Autoria mediata: Aquele que se serve de outra pessoa sem condições de discernimento.
Imputável; coação moral irresistível; provocação de erro de tipo escusável; obediência hierárquica.

Não há autoria mediata nos crimes de mão própria, nem nos crimes culposos.

Inexiste concurso de agentes entre o autor mediato e o executor usado.

Autoria colateral: mais de um agente realiza, cada qual, a sua conduta, sem que exista liame
subjetivo entre eles. A e B executam simultaneamente a vítima, sem que um conheça a conduta do
outro;

Autoria incerta: ocorre quando, na autoria colateral, não se sabe quem foi o causador do
resultado. Veja bem: sabe-se quem realizou a conduta, mas não se sabe quem deu causa ao resultado.
A e B atiram mas não se sabe qual revólver.

Autoria ignorada: não se sabe quem foi o autor da conduta.

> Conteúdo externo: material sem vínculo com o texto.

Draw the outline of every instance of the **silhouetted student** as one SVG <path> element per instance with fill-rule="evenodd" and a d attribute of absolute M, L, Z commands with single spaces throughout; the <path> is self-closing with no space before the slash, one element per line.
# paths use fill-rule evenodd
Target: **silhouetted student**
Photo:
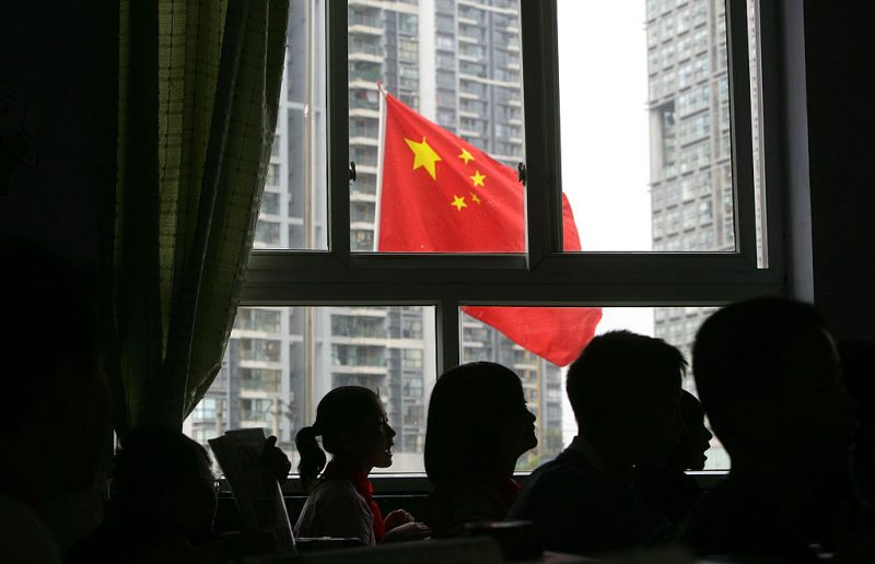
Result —
<path fill-rule="evenodd" d="M 673 524 L 686 517 L 701 495 L 699 484 L 685 470 L 704 468 L 713 436 L 704 426 L 702 404 L 687 390 L 680 392 L 680 414 L 686 430 L 668 463 L 663 468 L 639 466 L 633 472 L 633 487 L 641 501 Z"/>
<path fill-rule="evenodd" d="M 696 337 L 693 374 L 732 470 L 682 540 L 699 554 L 814 561 L 810 544 L 847 530 L 853 496 L 851 400 L 821 317 L 774 297 L 724 307 Z"/>
<path fill-rule="evenodd" d="M 40 246 L 0 236 L 0 561 L 57 562 L 43 513 L 92 483 L 109 426 L 95 285 Z"/>
<path fill-rule="evenodd" d="M 318 436 L 332 455 L 327 467 Z M 368 474 L 374 467 L 392 466 L 394 436 L 383 402 L 373 391 L 343 386 L 325 395 L 316 407 L 316 422 L 295 437 L 301 482 L 312 492 L 295 536 L 355 538 L 365 545 L 428 538 L 428 527 L 415 522 L 409 513 L 396 509 L 384 519 L 374 501 Z"/>
<path fill-rule="evenodd" d="M 281 454 L 275 442 L 267 442 L 265 458 Z M 291 468 L 284 460 L 282 478 Z M 213 532 L 217 483 L 197 442 L 159 425 L 133 430 L 116 453 L 104 521 L 70 551 L 68 562 L 209 562 L 275 551 L 269 533 Z"/>
<path fill-rule="evenodd" d="M 475 362 L 438 378 L 425 428 L 425 472 L 434 491 L 423 520 L 432 536 L 464 534 L 467 522 L 504 519 L 520 491 L 516 460 L 537 444 L 535 415 L 513 371 Z"/>
<path fill-rule="evenodd" d="M 532 519 L 548 550 L 578 553 L 643 545 L 669 529 L 627 485 L 634 465 L 664 466 L 684 431 L 684 357 L 629 331 L 594 338 L 568 372 L 580 428 L 523 485 L 509 518 Z"/>

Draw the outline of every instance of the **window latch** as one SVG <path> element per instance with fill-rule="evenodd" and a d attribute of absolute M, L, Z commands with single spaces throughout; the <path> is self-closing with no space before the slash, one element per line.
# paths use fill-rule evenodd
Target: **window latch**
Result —
<path fill-rule="evenodd" d="M 525 163 L 517 163 L 516 164 L 516 179 L 520 180 L 520 184 L 523 186 L 526 185 L 526 164 Z"/>

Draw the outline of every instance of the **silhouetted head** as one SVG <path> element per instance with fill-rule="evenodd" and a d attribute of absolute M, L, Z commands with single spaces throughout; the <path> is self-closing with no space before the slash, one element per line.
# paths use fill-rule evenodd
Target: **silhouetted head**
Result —
<path fill-rule="evenodd" d="M 684 423 L 686 362 L 662 339 L 630 331 L 595 337 L 568 371 L 568 398 L 584 436 L 625 449 L 631 463 L 664 467 Z"/>
<path fill-rule="evenodd" d="M 305 490 L 315 485 L 325 468 L 322 445 L 335 459 L 364 472 L 392 466 L 393 437 L 386 410 L 376 393 L 360 386 L 335 388 L 316 407 L 316 421 L 295 436 L 301 454 L 298 471 Z"/>
<path fill-rule="evenodd" d="M 699 399 L 733 458 L 812 469 L 847 459 L 850 398 L 812 306 L 779 297 L 728 305 L 699 329 L 692 354 Z"/>
<path fill-rule="evenodd" d="M 112 436 L 95 278 L 24 240 L 0 237 L 0 440 L 15 461 L 0 465 L 0 491 L 36 500 L 80 490 Z"/>
<path fill-rule="evenodd" d="M 678 470 L 702 470 L 714 435 L 704 426 L 702 404 L 687 390 L 680 391 L 680 416 L 686 428 L 668 465 Z"/>
<path fill-rule="evenodd" d="M 535 415 L 513 371 L 472 362 L 438 378 L 425 427 L 425 472 L 434 485 L 513 472 L 516 459 L 537 444 Z"/>
<path fill-rule="evenodd" d="M 156 525 L 183 534 L 212 530 L 217 496 L 207 450 L 160 425 L 131 431 L 116 451 L 114 497 Z"/>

Participação de participação: uma conduta é acessória de outra conduta acessória. É o auxílio do
auxílio.

Participação sucessiva: após uma conduta acessorando a principal ocorre outra. Ex.: o partícipe
induz o autor a praticar um crime e depois o auxilia;

Conivência ou participação negativa: é a participação por omissão.

Participação impunível: art. 31 do CP.